F=[F,z>=(sum(sum((c+q.*X2).*Y))+p'*S)];

F=[F,z>=(sum(sum((c+q.*X3).*Y))+p'*S)];

Where X1 X2 X3 represents three scenarios, I modeled it this way but found that the results were wrong.

eg:

If I do X1,

f=z

F=[ ];

F=[F,z>=(sum(sum((c+q.*X1).*Y))+p'*S)];

 

The answer is 38.

If I do X2,

f=z

F=[ ];

F=[F,z>=(sum(sum((c+q.*X2).*Y))+p'*S)];

The answer is 62.

If I do X3,

f=z

F=[ ];

F=[F,z>=(sum(sum((c+q.*X3).*Y))+p'*S)];

The answer is 32.

But if I do X1, X2, X3, the answer is 67, and I think the answer should be 62.

And I don’t know why. Am I adding constraints or modeling in the wrong way??

[Johan Löfberg]

Adding the constraint alone, and solving the problem and looking at the optimal cost, will not give the same as adding all three cases and minimizing the cost. That is the whole idea with a robust, the solution should not be able to cope with just X1, or just X2, or just X3, but it has to cope with all three cases, and the optimal solution then will be worse than the individually best solutions (since it has to be able to cope with three different cases, it will not be optimal in any of the indivdual cases where the two other can be disregarded)

[Jingle Li]

Thank you professor，I think your means is that ---F=[F,z>=(sum(sum((c+q.*Xi).*Y))+p'*S)],where i=1,2,...,n; Assume that n is known, eg, n=100.

If A{i}=Xi, how do I model this constraint----"F=[F,z>=(sum(sum((c+q.*A{i}).*Y))+p'*S)],where i=1,2...,n."

[Johan Löfberg]

I don't see the problem really, you simply add all those constraints to the model,

[Jingle Li]

I don't know how to use the Yalmip to add this constraint--“z>=(sum(sum((c+q.*A{i}).*Y))+p'*S   i=1,2…,100”. Could you please tell my how to do it ?  Here, A{i}=Xi, e.i. A{1}=X1, A{2}=X2, ect.

I'm sorry to bother you again, thank you, Sir.

[Johan Löfberg]

constraints = [];

for i = 1:100

constraints = [constraints, z>=(sum(sum((c+q.*A{i}).*Y))+p'*S];

end

[Jingle Li]

Thank you very much. And I finally realized my mistake. This is a bit like a game between two parties, so I can't solve the problem simply by adding all the constraints.

Thank you for solving my confusion.

[Jingle Li]

Another question, if scenarios X1, X2, X3 are known, A{i}=Xi, and their optimal solutions are 38, 62, and 32 respectively. How do I add constraints so that the optimal solution min (z) is equal to 62 rather than 67?

And I try to do that:

 

  k=intvar(1);

  W=[z>=(sum(sum((c+q.*A{k}).*Y))+p'*S),1<=k<=3,uncertain(k)];

 

    But the Matlab prompt :

    Error using subsindex

    There is no function 'subsindex' defined for the value of class 'sdpvar'.

    

    How can I solve this problem? How do I get to 62? Or for The objective function of the original problem：min _Y,S max _X(sum(sum((c+q.*X).*Y))+p'*S)],where Y,S are decision variables.
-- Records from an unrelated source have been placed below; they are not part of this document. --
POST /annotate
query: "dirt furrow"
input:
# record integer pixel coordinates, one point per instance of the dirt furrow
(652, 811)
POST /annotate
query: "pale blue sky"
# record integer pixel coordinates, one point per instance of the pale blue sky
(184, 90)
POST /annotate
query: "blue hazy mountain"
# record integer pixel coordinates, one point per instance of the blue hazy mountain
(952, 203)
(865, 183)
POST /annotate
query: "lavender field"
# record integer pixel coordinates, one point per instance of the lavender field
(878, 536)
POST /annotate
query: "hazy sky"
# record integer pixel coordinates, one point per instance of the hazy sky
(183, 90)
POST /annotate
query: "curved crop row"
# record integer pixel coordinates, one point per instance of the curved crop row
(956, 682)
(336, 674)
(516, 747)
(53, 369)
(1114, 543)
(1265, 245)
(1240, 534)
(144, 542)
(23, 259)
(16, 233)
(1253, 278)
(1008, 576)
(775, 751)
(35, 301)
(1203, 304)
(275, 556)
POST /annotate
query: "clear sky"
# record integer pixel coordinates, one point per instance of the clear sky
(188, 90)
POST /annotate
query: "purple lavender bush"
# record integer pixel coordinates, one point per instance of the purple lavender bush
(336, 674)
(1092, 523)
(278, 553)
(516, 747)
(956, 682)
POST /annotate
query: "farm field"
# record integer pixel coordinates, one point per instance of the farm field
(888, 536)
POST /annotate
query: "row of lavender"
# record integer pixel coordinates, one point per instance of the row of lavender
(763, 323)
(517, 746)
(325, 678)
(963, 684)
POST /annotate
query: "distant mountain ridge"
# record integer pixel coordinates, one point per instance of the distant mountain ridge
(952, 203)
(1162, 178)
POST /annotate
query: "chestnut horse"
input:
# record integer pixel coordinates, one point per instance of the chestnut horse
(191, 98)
How do I model this by using the Yalmip?

[Johan Löfberg]

That is a very weird setup, what are you really trying to do? Why would you know the optimal solutions already, and then waste energy on trying to find the case which led to a specific value (you just solved the problems, so you already have that info)

[Jingle Li]

Dear professor,

This is a question of grid attack - scheduling, and we know all the possible attack scenarios of the grid, and I look for the best scheduling solution when the grid is under attack(we consider the minimum loss in the worst case scenario).
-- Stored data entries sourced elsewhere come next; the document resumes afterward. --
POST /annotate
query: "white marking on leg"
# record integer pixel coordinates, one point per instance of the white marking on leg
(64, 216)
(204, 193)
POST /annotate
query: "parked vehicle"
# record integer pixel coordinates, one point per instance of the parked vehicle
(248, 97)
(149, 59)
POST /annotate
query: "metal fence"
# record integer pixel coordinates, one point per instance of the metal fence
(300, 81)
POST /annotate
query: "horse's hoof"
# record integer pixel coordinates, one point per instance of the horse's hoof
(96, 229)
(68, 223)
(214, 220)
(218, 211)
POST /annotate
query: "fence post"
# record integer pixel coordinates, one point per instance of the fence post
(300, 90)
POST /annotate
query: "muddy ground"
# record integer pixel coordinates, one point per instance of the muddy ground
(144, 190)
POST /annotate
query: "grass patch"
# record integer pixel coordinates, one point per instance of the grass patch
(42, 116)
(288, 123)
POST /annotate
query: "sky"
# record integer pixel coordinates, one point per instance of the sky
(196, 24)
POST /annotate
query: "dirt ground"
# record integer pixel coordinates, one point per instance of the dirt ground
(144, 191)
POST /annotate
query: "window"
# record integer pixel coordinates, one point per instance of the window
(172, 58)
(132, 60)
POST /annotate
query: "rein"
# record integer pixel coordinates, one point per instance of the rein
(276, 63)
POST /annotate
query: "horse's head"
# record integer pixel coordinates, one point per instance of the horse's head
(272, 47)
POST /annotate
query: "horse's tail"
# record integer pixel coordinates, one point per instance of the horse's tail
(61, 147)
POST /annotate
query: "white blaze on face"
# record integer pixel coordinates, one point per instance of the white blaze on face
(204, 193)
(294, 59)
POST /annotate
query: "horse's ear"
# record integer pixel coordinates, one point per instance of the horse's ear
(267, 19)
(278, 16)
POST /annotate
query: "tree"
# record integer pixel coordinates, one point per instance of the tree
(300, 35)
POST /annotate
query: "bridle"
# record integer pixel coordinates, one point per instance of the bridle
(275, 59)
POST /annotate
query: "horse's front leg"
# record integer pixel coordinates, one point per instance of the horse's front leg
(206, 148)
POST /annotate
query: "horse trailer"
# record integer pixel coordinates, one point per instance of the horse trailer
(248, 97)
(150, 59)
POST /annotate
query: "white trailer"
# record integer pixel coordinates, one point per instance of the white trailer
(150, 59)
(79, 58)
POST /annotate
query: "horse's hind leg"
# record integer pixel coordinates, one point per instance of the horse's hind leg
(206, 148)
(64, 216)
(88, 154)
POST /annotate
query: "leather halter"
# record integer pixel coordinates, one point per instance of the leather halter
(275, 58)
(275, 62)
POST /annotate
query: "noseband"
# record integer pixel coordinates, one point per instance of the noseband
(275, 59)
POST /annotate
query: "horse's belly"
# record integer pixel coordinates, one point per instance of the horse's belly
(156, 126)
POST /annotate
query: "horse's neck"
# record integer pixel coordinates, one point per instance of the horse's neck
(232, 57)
So this is a robust problem or a game problem.

Therefore, Xi represents the attack scenarios, and I will try to find the optimal scheduling scheme under the premise of knowing all possible attack scenarios. But I don't know how to solve this problem by using Yalmip. And I tried to enumerate all the attack scenarios to get the optimal scheduling solution. i.e. If I knew the losses in each scenario, I would know the losses in the worst case scenario.(It's a stupid way to do it,.)

So, I knew the result of every situation, and the question is how to use Yalmip to automatically minimize the worst case loss.

The model is a typical network flow problem.

s.t. ......

Yij : flow;   xij :1 if edge [i, j] ∈ E damaged, 0 otherwise;   c,p,q is known

[Johan Löfberg]

I already told you, to solve the worst-case problem, min_y max_x, you simple concatenate all the constraints (assuming minmax means y does not know x but has to be able cope wtih any scenario)

[Jingle Li]

Thank you very much, Professor. I will think about this again. Thank you for your guidance and help.